There are probably hundreds of factors in the Big 3's decline. Here are three which I think are most important:
- Pension, Insurance, and Retirement: Throughout their history, the automakers increased pension and retirement benefits for their employees to avoid boosting wages. This allowed the companies to skip the short-term pain of paying more for labor, but the long-term effect was disastrous: Many employees had 20- or 25-year careers with generous 40-year retirements paid by the company. Multiply this by tens of thousands of retirees, and the financial obligation weighs heavily on each car sold. GM reports that health care obligations alone cost them over $1600 per vehicle. Toyota's costs are closer to $200 per vehicle.
- Wrong Vehicles, Wrong Time: Something happened to the cars Detroit produced around 1973. The vehicles got bigger, less powerful, and less well-built — all just as the energy crisis started to hit. For the past 35 years, American automakers have had a horrible sense of how customer needs changed. Their responses have typically been "too little, too late". In the 70's they missed the need for fuel-efficient cars. In the 80's and 90's, they skimped on quality as Honda and Toyota offered the world's most popular models. In this decade, they poured all of their new-product efforts into the highly-profitable SUV and big truck segments. Then gas hit $3 and $4 a gallon. Detroit then scrambled to show it planned high-MPG "green" vehicles (like the Chevy Volt) by 2010 to 2012, while Toyota and Honda had well-proven and popular technology in the marketplace.

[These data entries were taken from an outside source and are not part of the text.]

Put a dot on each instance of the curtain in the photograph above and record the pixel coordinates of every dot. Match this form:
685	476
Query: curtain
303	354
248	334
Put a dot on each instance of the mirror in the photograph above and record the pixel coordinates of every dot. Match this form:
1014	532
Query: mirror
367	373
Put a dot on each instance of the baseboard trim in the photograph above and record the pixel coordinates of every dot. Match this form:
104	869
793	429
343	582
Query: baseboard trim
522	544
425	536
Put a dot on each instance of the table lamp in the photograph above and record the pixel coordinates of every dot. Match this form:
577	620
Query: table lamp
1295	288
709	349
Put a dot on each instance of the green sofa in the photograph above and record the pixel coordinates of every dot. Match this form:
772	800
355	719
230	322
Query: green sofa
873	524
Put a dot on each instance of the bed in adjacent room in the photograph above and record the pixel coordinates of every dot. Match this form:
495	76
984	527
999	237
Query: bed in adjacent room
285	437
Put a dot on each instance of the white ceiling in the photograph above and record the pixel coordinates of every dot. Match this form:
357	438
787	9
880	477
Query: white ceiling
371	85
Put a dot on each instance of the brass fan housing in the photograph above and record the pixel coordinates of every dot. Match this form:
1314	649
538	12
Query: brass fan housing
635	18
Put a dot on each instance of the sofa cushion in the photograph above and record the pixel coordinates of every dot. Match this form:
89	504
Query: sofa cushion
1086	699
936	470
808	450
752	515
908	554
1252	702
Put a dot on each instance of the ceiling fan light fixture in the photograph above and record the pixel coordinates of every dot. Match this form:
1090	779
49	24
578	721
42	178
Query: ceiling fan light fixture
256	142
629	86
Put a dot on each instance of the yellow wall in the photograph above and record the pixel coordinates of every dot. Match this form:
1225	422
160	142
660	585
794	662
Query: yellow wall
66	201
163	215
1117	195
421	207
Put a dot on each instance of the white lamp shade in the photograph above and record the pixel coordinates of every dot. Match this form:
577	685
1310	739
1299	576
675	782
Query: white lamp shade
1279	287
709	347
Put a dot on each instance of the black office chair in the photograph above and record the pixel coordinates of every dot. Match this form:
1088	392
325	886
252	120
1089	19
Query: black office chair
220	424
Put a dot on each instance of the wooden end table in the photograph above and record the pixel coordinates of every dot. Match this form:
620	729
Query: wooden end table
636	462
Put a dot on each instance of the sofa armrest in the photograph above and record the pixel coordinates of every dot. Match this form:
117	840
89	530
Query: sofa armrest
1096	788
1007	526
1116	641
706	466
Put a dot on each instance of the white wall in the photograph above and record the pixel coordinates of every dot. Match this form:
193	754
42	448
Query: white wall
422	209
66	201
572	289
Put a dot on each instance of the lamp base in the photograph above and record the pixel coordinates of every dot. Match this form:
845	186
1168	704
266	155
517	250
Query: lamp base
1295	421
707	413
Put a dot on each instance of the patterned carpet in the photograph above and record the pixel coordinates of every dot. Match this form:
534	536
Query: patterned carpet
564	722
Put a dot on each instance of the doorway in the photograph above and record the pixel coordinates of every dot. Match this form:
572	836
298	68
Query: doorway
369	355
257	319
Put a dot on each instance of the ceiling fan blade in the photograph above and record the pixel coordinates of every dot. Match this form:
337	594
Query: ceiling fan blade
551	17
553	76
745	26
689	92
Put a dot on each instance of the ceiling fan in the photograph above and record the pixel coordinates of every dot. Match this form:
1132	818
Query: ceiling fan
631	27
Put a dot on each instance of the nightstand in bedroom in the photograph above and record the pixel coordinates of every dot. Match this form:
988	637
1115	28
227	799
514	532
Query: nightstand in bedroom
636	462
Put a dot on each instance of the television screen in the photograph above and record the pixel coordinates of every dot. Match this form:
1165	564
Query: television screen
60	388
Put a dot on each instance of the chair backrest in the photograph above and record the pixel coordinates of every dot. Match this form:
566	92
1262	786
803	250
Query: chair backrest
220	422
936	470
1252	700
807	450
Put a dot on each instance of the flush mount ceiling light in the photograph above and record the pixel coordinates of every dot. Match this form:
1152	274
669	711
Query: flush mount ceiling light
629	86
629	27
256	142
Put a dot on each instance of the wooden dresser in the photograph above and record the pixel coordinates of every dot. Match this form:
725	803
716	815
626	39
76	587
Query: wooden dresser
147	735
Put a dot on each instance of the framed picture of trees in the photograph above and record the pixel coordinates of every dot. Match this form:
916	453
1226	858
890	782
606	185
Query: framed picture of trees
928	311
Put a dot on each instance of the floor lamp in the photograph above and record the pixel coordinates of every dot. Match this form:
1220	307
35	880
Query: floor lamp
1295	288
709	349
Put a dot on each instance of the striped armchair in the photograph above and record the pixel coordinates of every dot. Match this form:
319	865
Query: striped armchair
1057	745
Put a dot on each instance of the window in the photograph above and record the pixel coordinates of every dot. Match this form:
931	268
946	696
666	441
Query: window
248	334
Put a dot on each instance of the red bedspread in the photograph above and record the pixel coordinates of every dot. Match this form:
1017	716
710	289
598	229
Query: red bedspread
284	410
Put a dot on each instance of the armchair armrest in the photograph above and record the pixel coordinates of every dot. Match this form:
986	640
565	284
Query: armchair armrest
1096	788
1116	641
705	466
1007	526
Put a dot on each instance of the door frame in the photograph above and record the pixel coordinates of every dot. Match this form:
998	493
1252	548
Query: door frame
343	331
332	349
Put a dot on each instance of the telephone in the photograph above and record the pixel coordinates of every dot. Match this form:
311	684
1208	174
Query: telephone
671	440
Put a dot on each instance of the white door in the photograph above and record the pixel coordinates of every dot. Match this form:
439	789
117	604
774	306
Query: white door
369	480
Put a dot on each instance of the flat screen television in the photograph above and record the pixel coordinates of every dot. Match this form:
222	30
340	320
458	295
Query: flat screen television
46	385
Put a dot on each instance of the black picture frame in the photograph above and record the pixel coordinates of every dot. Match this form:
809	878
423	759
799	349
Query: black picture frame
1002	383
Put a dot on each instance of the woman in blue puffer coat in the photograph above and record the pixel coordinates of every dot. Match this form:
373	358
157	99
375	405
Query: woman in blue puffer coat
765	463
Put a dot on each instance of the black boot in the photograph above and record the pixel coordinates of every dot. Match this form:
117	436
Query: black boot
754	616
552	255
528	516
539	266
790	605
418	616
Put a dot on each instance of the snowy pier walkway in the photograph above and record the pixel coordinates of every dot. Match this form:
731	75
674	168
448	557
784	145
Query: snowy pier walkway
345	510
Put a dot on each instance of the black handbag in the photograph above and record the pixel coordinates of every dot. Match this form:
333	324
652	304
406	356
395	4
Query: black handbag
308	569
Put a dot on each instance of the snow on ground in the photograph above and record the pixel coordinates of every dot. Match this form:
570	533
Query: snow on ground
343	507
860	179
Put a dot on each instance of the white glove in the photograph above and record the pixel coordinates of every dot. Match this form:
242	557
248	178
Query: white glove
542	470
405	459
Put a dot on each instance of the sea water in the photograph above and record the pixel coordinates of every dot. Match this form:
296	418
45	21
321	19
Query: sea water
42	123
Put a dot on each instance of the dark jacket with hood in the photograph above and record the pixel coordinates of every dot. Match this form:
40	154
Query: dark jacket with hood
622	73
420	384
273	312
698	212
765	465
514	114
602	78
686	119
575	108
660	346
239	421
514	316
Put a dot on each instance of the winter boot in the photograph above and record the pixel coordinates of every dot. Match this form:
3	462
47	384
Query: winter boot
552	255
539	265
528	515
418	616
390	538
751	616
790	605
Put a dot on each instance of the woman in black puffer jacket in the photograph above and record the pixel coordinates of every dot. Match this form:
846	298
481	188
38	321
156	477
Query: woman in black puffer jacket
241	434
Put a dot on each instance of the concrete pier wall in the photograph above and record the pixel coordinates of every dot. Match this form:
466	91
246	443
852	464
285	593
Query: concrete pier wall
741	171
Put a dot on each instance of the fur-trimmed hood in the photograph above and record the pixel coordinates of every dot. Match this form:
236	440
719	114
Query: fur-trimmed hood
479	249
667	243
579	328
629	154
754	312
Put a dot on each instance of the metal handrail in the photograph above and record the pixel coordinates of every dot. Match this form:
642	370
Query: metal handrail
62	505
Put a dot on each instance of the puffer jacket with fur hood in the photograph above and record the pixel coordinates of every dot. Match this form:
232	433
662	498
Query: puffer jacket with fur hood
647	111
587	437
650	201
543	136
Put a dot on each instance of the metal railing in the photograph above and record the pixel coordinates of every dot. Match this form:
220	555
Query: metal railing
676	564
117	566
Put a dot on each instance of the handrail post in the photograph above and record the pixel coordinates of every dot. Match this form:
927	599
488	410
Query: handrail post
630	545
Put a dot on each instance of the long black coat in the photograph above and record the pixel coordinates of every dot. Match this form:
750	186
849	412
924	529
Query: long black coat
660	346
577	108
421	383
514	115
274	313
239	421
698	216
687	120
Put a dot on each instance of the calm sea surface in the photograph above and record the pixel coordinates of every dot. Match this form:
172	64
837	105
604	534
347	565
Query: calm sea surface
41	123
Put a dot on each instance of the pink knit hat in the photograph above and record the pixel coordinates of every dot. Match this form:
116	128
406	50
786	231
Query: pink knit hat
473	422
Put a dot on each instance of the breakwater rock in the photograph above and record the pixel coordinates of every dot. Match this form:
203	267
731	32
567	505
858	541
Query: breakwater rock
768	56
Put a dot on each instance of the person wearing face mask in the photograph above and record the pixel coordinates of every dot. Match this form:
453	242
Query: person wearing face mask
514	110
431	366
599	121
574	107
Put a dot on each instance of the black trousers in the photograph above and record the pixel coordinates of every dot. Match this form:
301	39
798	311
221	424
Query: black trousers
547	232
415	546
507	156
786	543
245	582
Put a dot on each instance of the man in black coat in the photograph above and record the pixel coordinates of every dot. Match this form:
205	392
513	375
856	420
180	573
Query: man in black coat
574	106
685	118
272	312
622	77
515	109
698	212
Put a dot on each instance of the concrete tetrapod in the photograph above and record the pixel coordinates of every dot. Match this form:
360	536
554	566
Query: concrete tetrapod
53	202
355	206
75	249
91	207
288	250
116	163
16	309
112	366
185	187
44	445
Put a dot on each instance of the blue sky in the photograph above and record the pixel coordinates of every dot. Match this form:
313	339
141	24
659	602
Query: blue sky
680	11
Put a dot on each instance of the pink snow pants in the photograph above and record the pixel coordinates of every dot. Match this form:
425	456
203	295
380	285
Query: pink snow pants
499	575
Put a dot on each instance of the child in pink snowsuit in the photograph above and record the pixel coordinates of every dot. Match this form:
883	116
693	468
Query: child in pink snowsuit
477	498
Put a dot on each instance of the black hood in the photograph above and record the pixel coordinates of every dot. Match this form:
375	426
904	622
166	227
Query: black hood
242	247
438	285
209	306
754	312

- The Soft Economy: As the overall economy has weakened, people are buying fewer cars. The freeze-up in financing has compounded the automakers' ability to entice customers to buy their vehicles. As sales across the industry have fallen off, the Big 3 are in the weakest competitive position.
These factors, when combined, account for the implosion of the automakers. As 1) Detroit has failed to deliver what the market needs, and 2) the overall market shrinks — resulting in a 45% sales drop in just one year for GM — the industry can't afford to pay for the massive obligations represented by its retirees.
So that's my Cliff Notes version of what's wrong with the Big 3. In my next post, I'll explore whether a bailout of the industry makes sense.
(P.S. If you are interested in an extended discussion on GM's pension obligations, check out Roger Lowenstein's While America Aged, which devotes about a third of the book to how GM got into this situation.)